En suma, según se incrementa la delincuencia organizada la respuesta del Estado se vuelve más desorganizada. El razonamiento estratégico retrocede ante la declaración y el gesto altisonante, pero descoordinado e ineficiente. Y al mismo tiempo se afirman y expanden discursos autoritarios e incluso xenofóbicos. Esto entra en sintonía, de una forma peligrosa, con cierta tendencia de la opinión pública. En una encuesta nacional reciente, efectuada por el IEP, se muestra que una mayoría de la población estaría dispuesta a apoyar a algún gobernante que “acabe con la delincuencia, aunque para hacerlo no respete los derechos de las personas”. Esta tendencia ha crecido entre 9 puntos porcentuales entre junio (51%) y septiembre (60%). Además, hay un apoyo relativo amplio a la idea de replicar en el Perú formas autoritarias de combatir a la delincuencia como aquella que se identifica con el presidente de El Salvador, Nayib Bukele.

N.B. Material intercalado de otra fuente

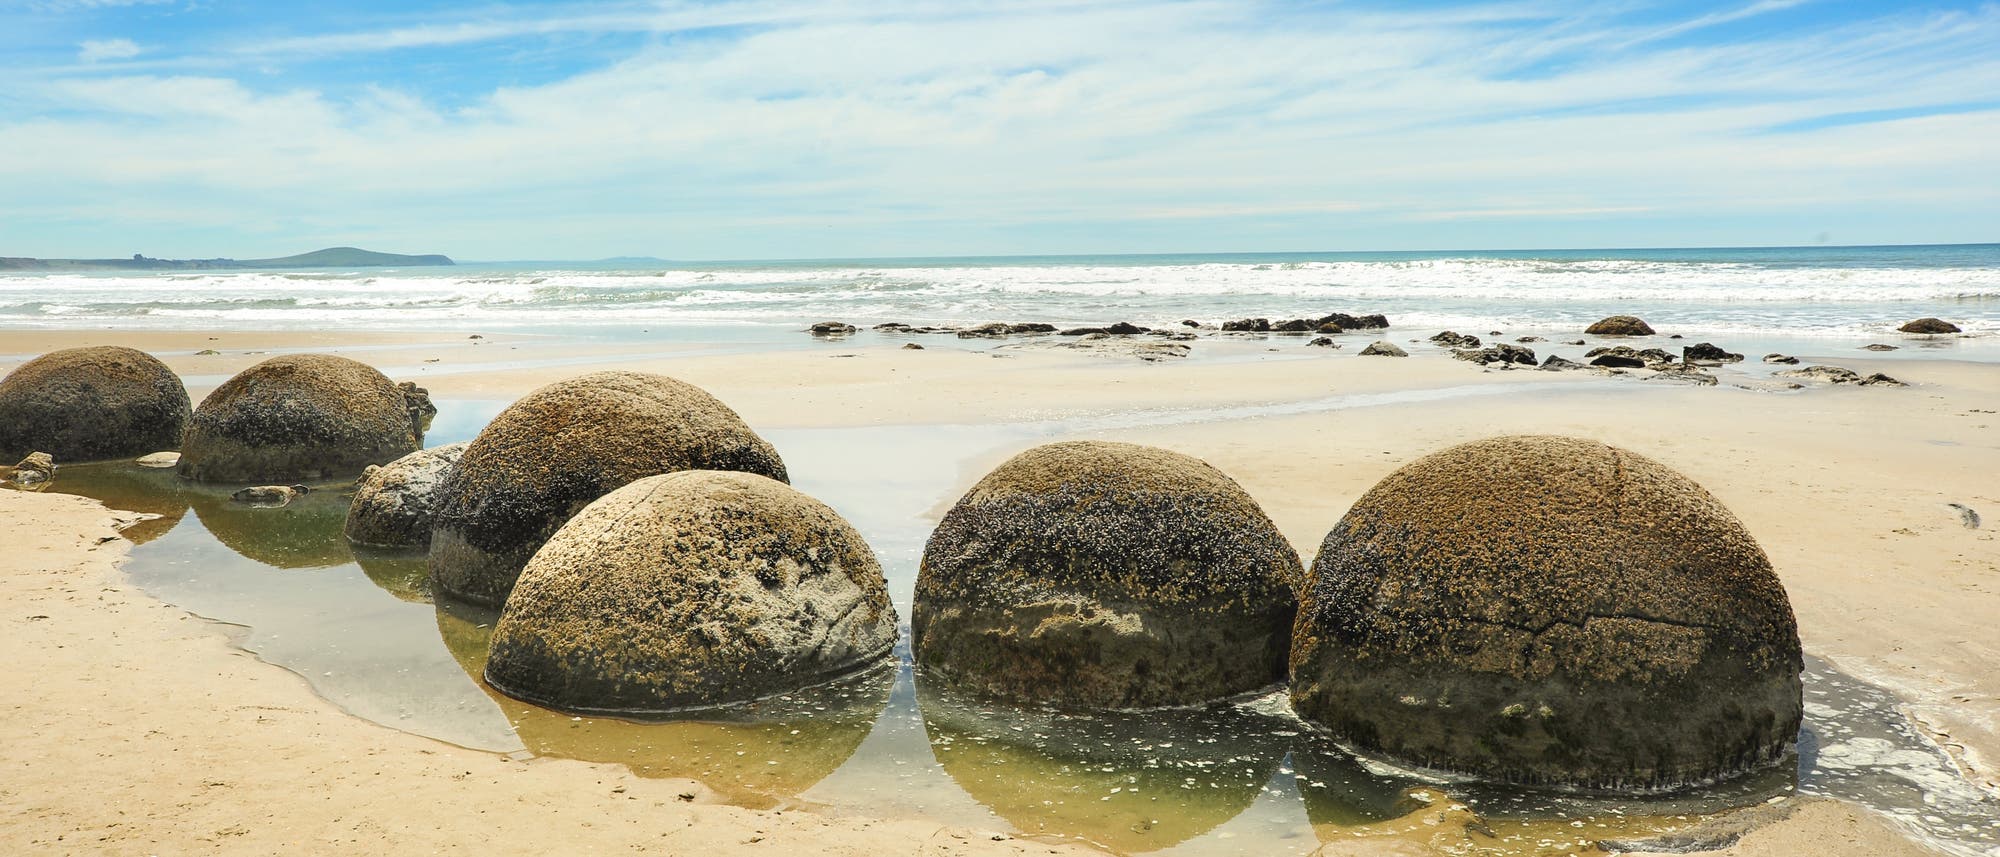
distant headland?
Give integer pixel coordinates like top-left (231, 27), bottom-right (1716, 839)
top-left (0, 247), bottom-right (454, 272)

Esta situación representa una amenaza a los derechos humanos en el país en al menos dos sentidos. En primer lugar, la negligencia o incapacidad de las autoridades para organizar una respuesta efectiva a la delincuencia vulnera el derecho a la seguridad ciudadana, consagrado en diversos instrumentos internacionales. En segundo lugar, la tentación autoritaria que flota en las declaraciones y proyectos de diversas autoridades, como por ejemplo cuando se publicita la estrategia aplicada en El Salvador, implica también un serio riesgo, implica también riesgos de abusos por el propio Estado contra la ciudadanía.